“Alright, time to read!”
“Nope. Time for soccer.”
(Ball flies across the room and hits drawings off wall)
Recently I had the opportunity to spend a couple hours with third graders for what was supposed to be drop everything and read time. For the first twenty minutes after picking out their favorite books, soccer seemed to dominate their attention. I had a realization after the third failed attempt to get them to focus –
they were b o r e d.
Last week I saw a former student and had this conversation. “Wow, I remember you sitting in the back row of the classroom. I used to feel so bad because for so long I thought you weren’t paying attention out of disrespect, but then after grading your tests I figured out it was just out of boredom.” We laughed and he told me about his plans to finish his senior year in college. Leaving the store, all I could think about was how I wish I came to this realization earlier – how many students did I think were being rude, but at the core were just uninterested?

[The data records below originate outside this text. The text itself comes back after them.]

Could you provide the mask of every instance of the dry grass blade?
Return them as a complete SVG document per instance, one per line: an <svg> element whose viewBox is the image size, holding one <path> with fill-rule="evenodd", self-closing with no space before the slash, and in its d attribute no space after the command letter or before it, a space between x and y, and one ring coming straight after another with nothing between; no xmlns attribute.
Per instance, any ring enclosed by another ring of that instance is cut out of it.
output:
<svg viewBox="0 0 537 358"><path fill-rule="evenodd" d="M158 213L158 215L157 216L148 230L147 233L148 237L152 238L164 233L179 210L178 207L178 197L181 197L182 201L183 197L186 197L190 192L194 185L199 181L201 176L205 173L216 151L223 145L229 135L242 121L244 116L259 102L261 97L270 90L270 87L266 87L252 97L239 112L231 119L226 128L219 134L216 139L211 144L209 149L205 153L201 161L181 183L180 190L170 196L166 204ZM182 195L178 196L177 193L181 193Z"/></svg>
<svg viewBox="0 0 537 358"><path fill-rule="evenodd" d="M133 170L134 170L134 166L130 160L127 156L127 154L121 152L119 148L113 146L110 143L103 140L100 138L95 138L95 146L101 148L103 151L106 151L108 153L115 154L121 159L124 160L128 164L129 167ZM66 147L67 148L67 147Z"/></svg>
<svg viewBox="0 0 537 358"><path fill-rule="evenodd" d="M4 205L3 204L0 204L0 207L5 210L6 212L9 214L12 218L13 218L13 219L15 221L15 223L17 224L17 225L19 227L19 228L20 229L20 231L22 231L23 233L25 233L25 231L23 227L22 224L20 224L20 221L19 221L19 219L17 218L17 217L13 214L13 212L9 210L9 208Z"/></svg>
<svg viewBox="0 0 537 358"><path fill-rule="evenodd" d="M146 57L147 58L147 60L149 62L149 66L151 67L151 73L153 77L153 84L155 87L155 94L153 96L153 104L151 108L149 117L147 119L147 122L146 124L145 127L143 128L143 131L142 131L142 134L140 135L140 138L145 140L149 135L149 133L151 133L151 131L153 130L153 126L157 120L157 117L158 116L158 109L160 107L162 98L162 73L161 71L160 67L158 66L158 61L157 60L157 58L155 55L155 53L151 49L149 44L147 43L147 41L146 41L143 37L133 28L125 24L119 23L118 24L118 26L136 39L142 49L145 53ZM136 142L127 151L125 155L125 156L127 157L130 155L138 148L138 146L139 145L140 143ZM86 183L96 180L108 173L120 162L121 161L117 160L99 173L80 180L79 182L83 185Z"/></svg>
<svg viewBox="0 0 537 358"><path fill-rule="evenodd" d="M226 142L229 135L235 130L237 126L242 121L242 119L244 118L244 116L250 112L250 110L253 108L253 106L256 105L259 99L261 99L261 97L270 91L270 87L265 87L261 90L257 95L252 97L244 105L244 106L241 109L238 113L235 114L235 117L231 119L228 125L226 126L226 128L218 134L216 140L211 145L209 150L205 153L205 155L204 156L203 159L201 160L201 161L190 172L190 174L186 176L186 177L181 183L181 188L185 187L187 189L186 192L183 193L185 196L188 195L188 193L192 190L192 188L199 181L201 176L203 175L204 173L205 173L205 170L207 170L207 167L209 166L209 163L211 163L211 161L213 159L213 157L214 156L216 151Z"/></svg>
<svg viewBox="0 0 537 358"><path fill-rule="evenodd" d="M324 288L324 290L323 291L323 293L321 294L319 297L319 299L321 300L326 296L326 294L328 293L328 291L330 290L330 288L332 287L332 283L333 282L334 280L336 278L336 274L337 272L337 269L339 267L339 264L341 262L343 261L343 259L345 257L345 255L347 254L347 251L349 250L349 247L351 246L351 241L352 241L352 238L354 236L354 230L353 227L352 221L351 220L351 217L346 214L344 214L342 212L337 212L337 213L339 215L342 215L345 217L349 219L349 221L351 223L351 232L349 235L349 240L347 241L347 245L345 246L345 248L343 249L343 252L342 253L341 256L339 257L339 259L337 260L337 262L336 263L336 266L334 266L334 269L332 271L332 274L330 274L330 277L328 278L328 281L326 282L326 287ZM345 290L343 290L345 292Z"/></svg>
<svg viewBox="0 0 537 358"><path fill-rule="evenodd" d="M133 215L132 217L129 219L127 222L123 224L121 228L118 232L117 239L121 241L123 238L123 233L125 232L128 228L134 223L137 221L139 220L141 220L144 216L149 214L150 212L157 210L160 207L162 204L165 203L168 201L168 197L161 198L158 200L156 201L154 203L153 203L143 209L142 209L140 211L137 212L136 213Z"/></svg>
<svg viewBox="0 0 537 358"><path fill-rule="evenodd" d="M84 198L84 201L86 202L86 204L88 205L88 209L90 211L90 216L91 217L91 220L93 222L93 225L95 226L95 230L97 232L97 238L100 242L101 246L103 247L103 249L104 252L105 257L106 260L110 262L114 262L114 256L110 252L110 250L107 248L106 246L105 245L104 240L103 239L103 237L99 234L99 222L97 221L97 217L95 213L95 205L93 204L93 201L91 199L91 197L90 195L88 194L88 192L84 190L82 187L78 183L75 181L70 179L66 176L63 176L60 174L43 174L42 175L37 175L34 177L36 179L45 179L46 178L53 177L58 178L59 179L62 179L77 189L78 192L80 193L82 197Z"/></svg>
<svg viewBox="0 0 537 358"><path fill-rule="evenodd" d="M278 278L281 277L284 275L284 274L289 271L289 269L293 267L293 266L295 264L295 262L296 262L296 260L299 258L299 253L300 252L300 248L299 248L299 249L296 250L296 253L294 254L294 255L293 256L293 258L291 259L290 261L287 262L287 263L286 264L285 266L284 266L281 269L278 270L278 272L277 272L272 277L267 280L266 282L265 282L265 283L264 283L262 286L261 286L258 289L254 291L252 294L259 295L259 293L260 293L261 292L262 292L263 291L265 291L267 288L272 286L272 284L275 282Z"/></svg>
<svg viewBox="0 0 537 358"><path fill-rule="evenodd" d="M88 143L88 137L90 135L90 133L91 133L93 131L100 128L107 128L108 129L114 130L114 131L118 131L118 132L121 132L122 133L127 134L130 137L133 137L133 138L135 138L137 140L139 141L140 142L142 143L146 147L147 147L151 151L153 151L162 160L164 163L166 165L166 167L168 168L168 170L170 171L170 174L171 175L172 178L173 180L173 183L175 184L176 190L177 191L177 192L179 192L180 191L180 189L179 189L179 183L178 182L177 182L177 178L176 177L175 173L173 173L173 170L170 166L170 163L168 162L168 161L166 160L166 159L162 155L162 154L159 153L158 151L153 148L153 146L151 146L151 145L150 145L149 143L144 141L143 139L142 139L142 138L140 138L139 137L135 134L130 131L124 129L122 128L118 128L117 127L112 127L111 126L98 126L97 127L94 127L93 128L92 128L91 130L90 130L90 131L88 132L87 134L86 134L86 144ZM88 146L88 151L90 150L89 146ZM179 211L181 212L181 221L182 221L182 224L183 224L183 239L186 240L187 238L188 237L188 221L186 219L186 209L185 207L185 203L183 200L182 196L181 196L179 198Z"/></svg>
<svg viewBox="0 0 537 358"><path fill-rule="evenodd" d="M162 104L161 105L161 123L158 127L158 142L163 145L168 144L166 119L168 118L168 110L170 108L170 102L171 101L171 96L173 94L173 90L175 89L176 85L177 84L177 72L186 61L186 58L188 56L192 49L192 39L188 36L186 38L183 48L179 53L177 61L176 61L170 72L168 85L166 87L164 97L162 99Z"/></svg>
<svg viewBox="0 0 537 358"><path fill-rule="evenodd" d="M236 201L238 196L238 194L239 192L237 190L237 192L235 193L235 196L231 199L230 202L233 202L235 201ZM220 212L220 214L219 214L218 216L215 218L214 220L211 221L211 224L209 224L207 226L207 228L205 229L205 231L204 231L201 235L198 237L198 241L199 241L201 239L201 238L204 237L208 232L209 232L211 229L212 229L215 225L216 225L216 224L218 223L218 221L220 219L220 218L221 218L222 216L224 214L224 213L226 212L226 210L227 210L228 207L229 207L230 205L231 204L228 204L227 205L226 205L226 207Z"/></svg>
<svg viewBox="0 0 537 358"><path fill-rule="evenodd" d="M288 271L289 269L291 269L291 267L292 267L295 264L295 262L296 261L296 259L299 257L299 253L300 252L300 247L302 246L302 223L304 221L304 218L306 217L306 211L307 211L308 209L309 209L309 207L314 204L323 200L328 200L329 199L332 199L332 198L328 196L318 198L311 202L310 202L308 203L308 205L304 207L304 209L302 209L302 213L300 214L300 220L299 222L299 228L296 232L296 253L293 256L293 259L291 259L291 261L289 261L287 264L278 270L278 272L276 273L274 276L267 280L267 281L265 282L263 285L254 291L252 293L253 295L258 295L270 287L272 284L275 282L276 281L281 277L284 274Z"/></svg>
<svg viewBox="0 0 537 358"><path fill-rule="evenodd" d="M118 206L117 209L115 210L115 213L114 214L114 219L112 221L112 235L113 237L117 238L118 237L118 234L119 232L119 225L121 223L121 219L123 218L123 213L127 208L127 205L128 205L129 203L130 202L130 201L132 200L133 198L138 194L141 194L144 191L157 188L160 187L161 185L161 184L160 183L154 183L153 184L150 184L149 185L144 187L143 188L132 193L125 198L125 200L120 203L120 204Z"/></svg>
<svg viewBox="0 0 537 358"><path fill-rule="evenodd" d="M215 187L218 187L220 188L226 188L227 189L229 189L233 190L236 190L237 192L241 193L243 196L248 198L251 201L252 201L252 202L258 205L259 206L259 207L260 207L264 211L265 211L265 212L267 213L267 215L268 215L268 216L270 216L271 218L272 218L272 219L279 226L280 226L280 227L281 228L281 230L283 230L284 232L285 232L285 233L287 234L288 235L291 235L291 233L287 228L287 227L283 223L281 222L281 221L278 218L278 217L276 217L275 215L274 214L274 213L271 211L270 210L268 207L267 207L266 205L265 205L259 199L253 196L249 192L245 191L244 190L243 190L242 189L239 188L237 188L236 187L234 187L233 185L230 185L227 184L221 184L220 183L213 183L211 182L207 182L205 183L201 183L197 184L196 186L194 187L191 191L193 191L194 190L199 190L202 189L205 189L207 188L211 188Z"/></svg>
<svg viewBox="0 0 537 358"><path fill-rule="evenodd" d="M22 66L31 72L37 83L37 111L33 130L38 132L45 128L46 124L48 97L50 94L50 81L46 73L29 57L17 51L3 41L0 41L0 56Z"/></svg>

I briefly won the battle against soccer.
I started using voices, acting out the dropping of dishes, waving flags, and speaking slower when a pivotal moment in the story presented itself. Sure enough, almost thirty minutes later, I looked around to see sets of eyes focused with anticipation.
Soccer followed our reading time and I don’t think any major breakthroughs occurred, but we read. All it took was a shift, despite the perceived interest not being there, regardless of how powerful the soccer lobby was, bringing new energy and even being silly was what made it happen.
This isn’t just about the third graders or my former brilliant back row scholar, this is a reminder of the potential daily situations where my body language falsely communicates passivity.
Proceed with passion, that’s what I learned in class.